L'animateur de talk-show Jimmy Kimmel, résident de Los Angeles, a exprimé son incrédulité face à la candidature de l'ancienne star de téléréalité Spencer Pratt à la mairie de la ville, qualifiant la course de « très typique de Los Angeles ».

S'exprimant dans son émission, Kimmel a noté que Pratt, connu pour être « le crétin hystérique des émissions de réalité », se classe actuellement en deuxième position dans les sondages pour l'élection municipale qui aura lieu le 2 juin. La maire sortante, Karen Bass, brigue un second mandat.

Des parallèles avec Donald Trump

Kimmel a établi un parallèle entre le passage de Pratt de la télévision à la politique et celui du président Trump, tout en soulignant une différence fondamentale : « Donald Trump avait un vrai métier avant d'être dans une émission de téléréalité. Il n'était pas bon dans ce métier, il a eu tout l'argent de son père. La seule chose qu'il savait faire, c'était se promouvoir, et il s'est avéré que cela a suffi. »

L'animateur a ajouté que cette situation a conduit le pays à devoir « passer les trois prochaines décennies à creuser pour sortir du trou géant dans lequel il nous a mis », trou qui aurait, selon lui, « donné naissance à Spencer Pratt, candidat à la mairie ».

Un manque d'expérience pointé du doigt

Kimmel a insisté sur l'inexpérience de Pratt, déclarant : « Être maire ne devrait pas être votre premier emploi. Le maire de Los Angeles gère un budget annuel de 14 milliards de dollars. Spencer Pratt n'est pas la personne qui devrait être en charge. »

Il a rappelé que, en 2011, Pratt et sa femme avaient délibérément dilapidé leur fortune, croyant à une apocalypse imminente selon le calendrier maya. « Ils ont acheté un camion blindé, un demi-million de dollars de sacs Birkin, un million de dollars de quartz rose, un monster truck... Ils ont dépensé 10 millions de dollars. Et quand l'apocalypse n'a pas eu lieu, ils se sont retrouvés sans argent et ont dû emménager chez les parents de Spencer. »

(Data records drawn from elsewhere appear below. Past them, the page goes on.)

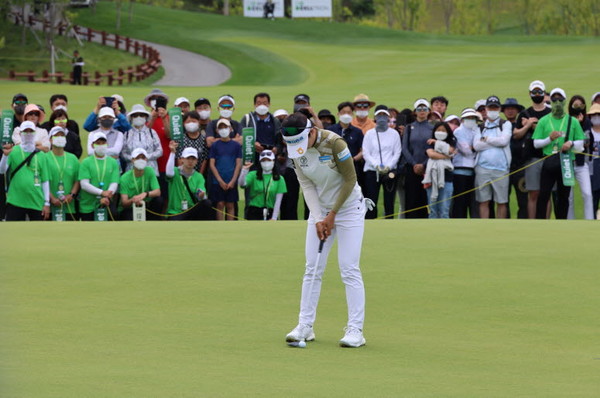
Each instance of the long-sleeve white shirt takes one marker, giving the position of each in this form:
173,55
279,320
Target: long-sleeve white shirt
391,148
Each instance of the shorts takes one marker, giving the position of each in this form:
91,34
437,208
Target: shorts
498,190
533,175
217,194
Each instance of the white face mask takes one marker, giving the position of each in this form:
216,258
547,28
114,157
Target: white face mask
267,166
138,121
226,113
100,150
493,115
192,127
59,141
140,164
469,123
346,119
440,135
262,110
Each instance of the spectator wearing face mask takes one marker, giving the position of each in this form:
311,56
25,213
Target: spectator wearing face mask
381,151
522,138
139,184
141,136
63,169
29,189
59,118
414,153
556,132
225,165
492,164
353,137
121,123
193,138
362,104
226,106
202,106
464,205
577,109
265,125
187,191
265,188
114,138
438,178
594,115
35,115
99,179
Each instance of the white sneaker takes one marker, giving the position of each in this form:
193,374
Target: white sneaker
300,333
352,338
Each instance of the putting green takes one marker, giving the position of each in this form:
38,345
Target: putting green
454,309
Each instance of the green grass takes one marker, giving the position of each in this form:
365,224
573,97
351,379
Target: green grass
34,57
454,309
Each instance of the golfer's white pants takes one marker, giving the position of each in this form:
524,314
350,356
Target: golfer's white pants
582,174
349,229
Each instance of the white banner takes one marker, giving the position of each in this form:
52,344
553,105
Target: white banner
311,9
255,8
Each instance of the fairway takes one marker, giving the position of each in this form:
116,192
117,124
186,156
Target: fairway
200,309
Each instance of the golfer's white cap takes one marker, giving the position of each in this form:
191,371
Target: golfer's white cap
421,101
537,84
106,111
558,90
296,139
181,100
189,151
139,151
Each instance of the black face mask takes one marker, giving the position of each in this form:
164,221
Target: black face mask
537,99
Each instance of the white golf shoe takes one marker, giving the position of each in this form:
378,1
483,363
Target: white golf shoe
300,333
353,338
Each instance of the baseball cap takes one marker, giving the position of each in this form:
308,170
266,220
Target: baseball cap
267,154
302,97
98,135
558,90
27,125
493,101
421,101
226,97
181,100
201,101
139,151
224,121
189,151
295,134
106,111
57,129
20,96
537,84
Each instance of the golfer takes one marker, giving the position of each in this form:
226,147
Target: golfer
325,170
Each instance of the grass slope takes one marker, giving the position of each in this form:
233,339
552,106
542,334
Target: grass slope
454,309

« C'est l'homme que 22 % d'entre vous veulent voir maire de Los Angeles quand les Jeux olympiques arriveront en ville », a-t-il lancé, ironique.

Un candidat qui ne veut peut-être même pas être maire

L'animateur a également suggéré que Pratt lui-même ne souhaitait probablement pas réellement exercer la fonction : « Vous pensez que ce type veut passer ses journées à des réunions du conseil municipal à parler de zonage ? » a-t-il questionné.

Il a souligné que l'occupation actuelle de Pratt est la vente de cristaux de guérison sur un site internet appelé prattdaddy.com, une activité qu'il juge « disqualifiante ».

« Et pourtant, il est deuxième dans les sondages. S'il fait partie des deux premiers candidats après la primaire de mardi prochain, il sera l'un des deux choix pour la mairie de Los Angeles. Donc si vous ne voulez pas voter pour Karen Bass le 2 juin, je comprends. Mais vous feriez mieux de trouver quelqu'un d'autre pour qui voter, et de préférence quelqu'un qui ne gaspille pas notre temps et notre argent pour se remettre à la télévision », a conclu Kimmel.

Un contexte politique tendu

Kimmel a également profité de son monologue pour critiquer l'administration Trump, évoquant une réunion de cabinet où les ministres auraient « tellement fumé la pipe au president que quand il a pété, ça a déclenché le système d'arrosage automatique ». Une remarque qui illustre le climat politique national dans lequel s'inscrit cette élection municipale.